I don’t mean to be overly dramatic, but there are two things I’ve learned in the past few years that have literally changed my life. One is exposure and response prevention (ERP) therapy, because it dramatically reduced and in some cases eliminated my OCD obsessions and my need to do compulsions. The second is mindfulness, and specifically Mindfulness-Based Stress Reduction (MBSR), as described in Full Catastrophe Living, by Jon Kabat-Zinn, Ph.D.
In my Aha! Moment about The Emotional Life of Your Brain, by Richard Davidson, Ph.D., I explained that I have a Slow to Recover Resilience style, meaning that I am slow to recover from adversity. Davidson and Kabat-Zinn demonstrated through research that MBSR can help to change your resilience style by helping you become faster to recover. Full Catastrophe Living describes the MBSR program that Kabat-Zinn developed at the University of Massachusetts Medical Center and how to implement it in your own life.
OCD takes the “now” away
Before sharing how transformative this program has been for me, I’d like to go back to a previous Aha! Moment from The House of Velvet and Glass. In that post I discussed how OCD takes the “now” away. While OCD is not a fatal illness, it has the same effect as it takes your life away from you. OCD keeps you focused on the past and on the future, never allowing you to live in the present moment.
I have learned how to keep OCD at bay with exposure and response prevention (ERP) therapy, but because of my OCD I have never known how to live in the present moment. Even though I would consider myself to be “in recovery” from OCD, my brain is still wired to focus on the past and the future.
Mindfulness brings the now back
Mindfulness is defined in Full Catastrophe Living as “being awake in one’s own life” (p. 430), the very opposite of how OCD has programmed me to live. It’s moment to moment awareness without judgment, without trying to change anything. Just recognizing and accepting whatever is there, while is there. It’s using the breath as a guide, as a centering compass, to help you come back to your own wholeness, your own centeredness, as you are right now.
I have been following the MBSR program for awhile now, meditating for 30-45 minutes every day. One tenet of the program is that it is really “non-doing” and by participating in it, you are not trying to achieve anything, you are not trying to get anywhere or cause anything specific to happen. So even though I started the program to build my Resilience, I have tried to be mindful of the fact that I need to do the program for the sake of doing the program itself. That I am meditating because I want to have moment to moment awareness and acceptance of who I am right now, even if it includes physical pain, emotional pain, or any other emotion or sensation, positive or negative.
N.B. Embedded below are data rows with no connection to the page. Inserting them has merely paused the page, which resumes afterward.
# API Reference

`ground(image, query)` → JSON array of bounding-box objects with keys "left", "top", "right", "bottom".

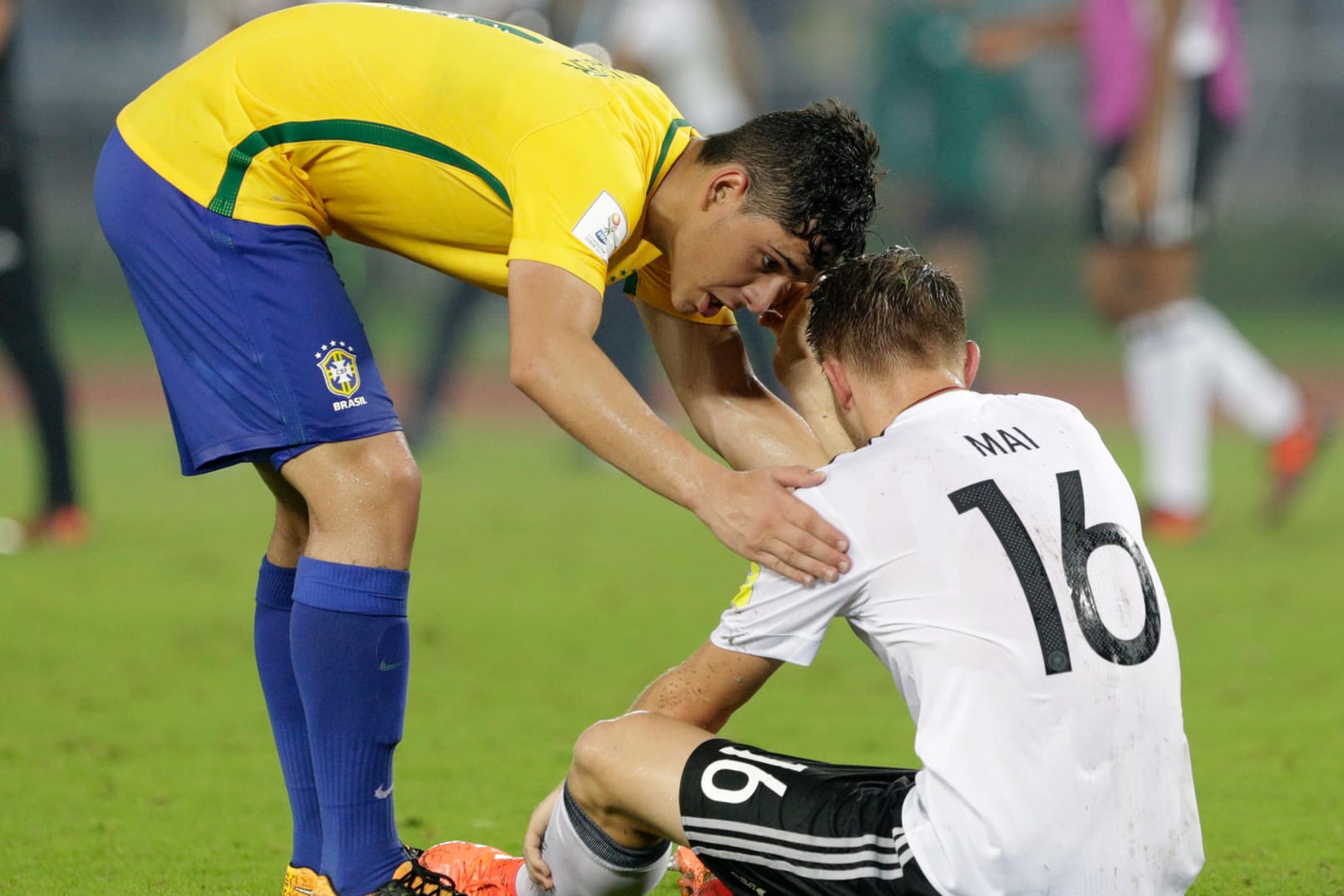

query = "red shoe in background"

[
  {"left": 1144, "top": 510, "right": 1204, "bottom": 544},
  {"left": 1265, "top": 412, "right": 1333, "bottom": 525},
  {"left": 676, "top": 846, "right": 732, "bottom": 896}
]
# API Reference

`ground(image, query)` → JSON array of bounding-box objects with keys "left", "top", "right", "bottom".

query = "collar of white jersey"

[{"left": 869, "top": 388, "right": 980, "bottom": 445}]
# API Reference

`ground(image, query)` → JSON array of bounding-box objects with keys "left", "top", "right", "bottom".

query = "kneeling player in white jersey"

[{"left": 425, "top": 250, "right": 1203, "bottom": 896}]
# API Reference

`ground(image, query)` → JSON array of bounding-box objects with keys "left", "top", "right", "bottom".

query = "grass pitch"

[{"left": 0, "top": 416, "right": 1344, "bottom": 896}]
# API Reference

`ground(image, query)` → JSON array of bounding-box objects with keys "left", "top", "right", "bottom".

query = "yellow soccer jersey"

[{"left": 117, "top": 2, "right": 732, "bottom": 324}]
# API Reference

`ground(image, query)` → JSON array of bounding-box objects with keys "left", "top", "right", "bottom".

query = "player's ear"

[
  {"left": 821, "top": 357, "right": 854, "bottom": 411},
  {"left": 961, "top": 338, "right": 980, "bottom": 388},
  {"left": 703, "top": 165, "right": 751, "bottom": 209}
]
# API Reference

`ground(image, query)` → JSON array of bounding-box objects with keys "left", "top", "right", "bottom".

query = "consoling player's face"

[{"left": 668, "top": 203, "right": 816, "bottom": 317}]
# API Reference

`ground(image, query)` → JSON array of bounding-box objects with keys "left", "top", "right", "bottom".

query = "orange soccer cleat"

[
  {"left": 420, "top": 839, "right": 523, "bottom": 896},
  {"left": 676, "top": 846, "right": 732, "bottom": 896},
  {"left": 1265, "top": 414, "right": 1333, "bottom": 524},
  {"left": 1144, "top": 510, "right": 1204, "bottom": 544},
  {"left": 279, "top": 865, "right": 336, "bottom": 896}
]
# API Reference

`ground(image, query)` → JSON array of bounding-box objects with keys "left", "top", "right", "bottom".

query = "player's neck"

[
  {"left": 851, "top": 369, "right": 967, "bottom": 439},
  {"left": 644, "top": 138, "right": 704, "bottom": 255}
]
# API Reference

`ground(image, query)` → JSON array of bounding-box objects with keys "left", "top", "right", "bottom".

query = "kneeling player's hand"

[
  {"left": 523, "top": 783, "right": 564, "bottom": 889},
  {"left": 692, "top": 466, "right": 849, "bottom": 584}
]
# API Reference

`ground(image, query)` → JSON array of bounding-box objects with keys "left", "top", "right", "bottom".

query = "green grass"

[{"left": 0, "top": 418, "right": 1344, "bottom": 896}]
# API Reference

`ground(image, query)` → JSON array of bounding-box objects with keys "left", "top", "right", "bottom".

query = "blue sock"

[
  {"left": 253, "top": 558, "right": 322, "bottom": 868},
  {"left": 289, "top": 558, "right": 411, "bottom": 894}
]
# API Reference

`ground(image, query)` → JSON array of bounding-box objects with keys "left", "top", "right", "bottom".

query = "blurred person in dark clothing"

[
  {"left": 869, "top": 0, "right": 1047, "bottom": 315},
  {"left": 0, "top": 0, "right": 89, "bottom": 547},
  {"left": 974, "top": 0, "right": 1329, "bottom": 541}
]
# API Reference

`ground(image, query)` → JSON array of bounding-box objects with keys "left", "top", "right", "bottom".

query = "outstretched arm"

[
  {"left": 761, "top": 288, "right": 858, "bottom": 460},
  {"left": 640, "top": 303, "right": 830, "bottom": 470},
  {"left": 508, "top": 261, "right": 848, "bottom": 583},
  {"left": 630, "top": 641, "right": 784, "bottom": 733}
]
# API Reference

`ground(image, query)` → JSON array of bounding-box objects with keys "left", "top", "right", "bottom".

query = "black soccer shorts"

[{"left": 682, "top": 739, "right": 938, "bottom": 896}]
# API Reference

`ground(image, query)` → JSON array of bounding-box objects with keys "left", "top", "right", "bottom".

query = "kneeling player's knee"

[{"left": 569, "top": 716, "right": 628, "bottom": 802}]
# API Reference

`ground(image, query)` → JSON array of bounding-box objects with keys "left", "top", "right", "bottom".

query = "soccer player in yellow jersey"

[{"left": 96, "top": 2, "right": 876, "bottom": 896}]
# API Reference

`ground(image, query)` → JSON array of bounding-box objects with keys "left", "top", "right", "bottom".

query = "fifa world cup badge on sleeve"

[
  {"left": 570, "top": 190, "right": 630, "bottom": 262},
  {"left": 313, "top": 340, "right": 368, "bottom": 411}
]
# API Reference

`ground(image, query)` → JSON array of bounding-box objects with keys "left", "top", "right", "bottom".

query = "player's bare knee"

[{"left": 569, "top": 716, "right": 639, "bottom": 811}]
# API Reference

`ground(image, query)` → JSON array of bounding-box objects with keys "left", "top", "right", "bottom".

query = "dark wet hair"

[
  {"left": 700, "top": 100, "right": 882, "bottom": 271},
  {"left": 808, "top": 246, "right": 967, "bottom": 373}
]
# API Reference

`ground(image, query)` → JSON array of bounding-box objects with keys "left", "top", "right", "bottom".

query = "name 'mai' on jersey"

[{"left": 712, "top": 392, "right": 1203, "bottom": 896}]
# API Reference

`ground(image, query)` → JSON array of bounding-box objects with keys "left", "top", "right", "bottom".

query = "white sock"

[
  {"left": 1121, "top": 299, "right": 1214, "bottom": 514},
  {"left": 1183, "top": 298, "right": 1303, "bottom": 442},
  {"left": 516, "top": 789, "right": 671, "bottom": 896}
]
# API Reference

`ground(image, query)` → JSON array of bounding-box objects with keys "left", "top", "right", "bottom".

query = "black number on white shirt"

[{"left": 948, "top": 470, "right": 1163, "bottom": 676}]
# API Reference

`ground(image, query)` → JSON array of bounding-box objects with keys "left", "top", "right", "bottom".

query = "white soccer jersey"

[{"left": 712, "top": 391, "right": 1204, "bottom": 896}]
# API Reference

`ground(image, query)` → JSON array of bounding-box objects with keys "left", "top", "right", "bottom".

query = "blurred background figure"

[
  {"left": 869, "top": 0, "right": 1050, "bottom": 317},
  {"left": 974, "top": 0, "right": 1324, "bottom": 541},
  {"left": 0, "top": 0, "right": 89, "bottom": 551}
]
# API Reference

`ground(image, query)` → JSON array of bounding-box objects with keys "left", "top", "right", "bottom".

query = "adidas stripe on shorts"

[{"left": 682, "top": 739, "right": 938, "bottom": 896}]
I have become more aware overall since doing the program, and in my new awareness I’ve come to realize that I am getting benefits that are significantly improving my life without trying to do so. In the spirit of sharing how transformative this program has been for me, I will outline a couple of the positive changes I have noticed:
- I am much less reactive to adversity, including to my OCD. OCD has a harder time getting me upset when it puts one of its provocative thoughts in my head. I can look at the thought and say, “That is just a thought. Isn’t it interesting how I can feel my heart rate beginning to increase as I think about that thought? I can feel the fight-or-flight response starting.” I have acknowledged the thought and accepted the thought. I have become aware of what that thought is doing to me emotionally and physically. I am not trying to change it, but the amazing thing is by becoming mindful of it, many times it just melts away and leaves no icky anxiety-filled hangover feeling in its wake.
- I am less stressed. I attribute the lower stress level to the fact that far fewer things are causing me stress in the first place because I am mindfully aware of them and how they are affecting me. I am finding that being less stressed is correlating positively with experiencing less OCD overall. This makes sense, as Dr. Grayson describes in Freedom from Obsessive-Compulsive Disorder, that if you always feel stressed when you have OCD episodes, that stress can be a trigger for the OCD in and of itself, because it’s the emotional backdrop onto which your OCD thrives.
- I am happier. If I go back to the Aha! Moment from The House of Velvet and Glass, it was “Only by being present can you be happy.” Maybe it’s a simple as that. That I am now in the now. And this doesn’t mean that the now is all good. But it’s as if I am aware of all the things in my life, good and bad, and can choose how to respond to them, instead of reacting to them and letting my emotions take me somewhere I didn’t want to go. Life has slowed down for me. I have moment to moment awareness of the now.
These changes are revolutionary for me. But I also try to be aware of my thoughts and feelings around these changes, as again, mindfulness is not about achieving anything. It’s a process. It’s about non-doing, about being awake in my life, whatever my life brings.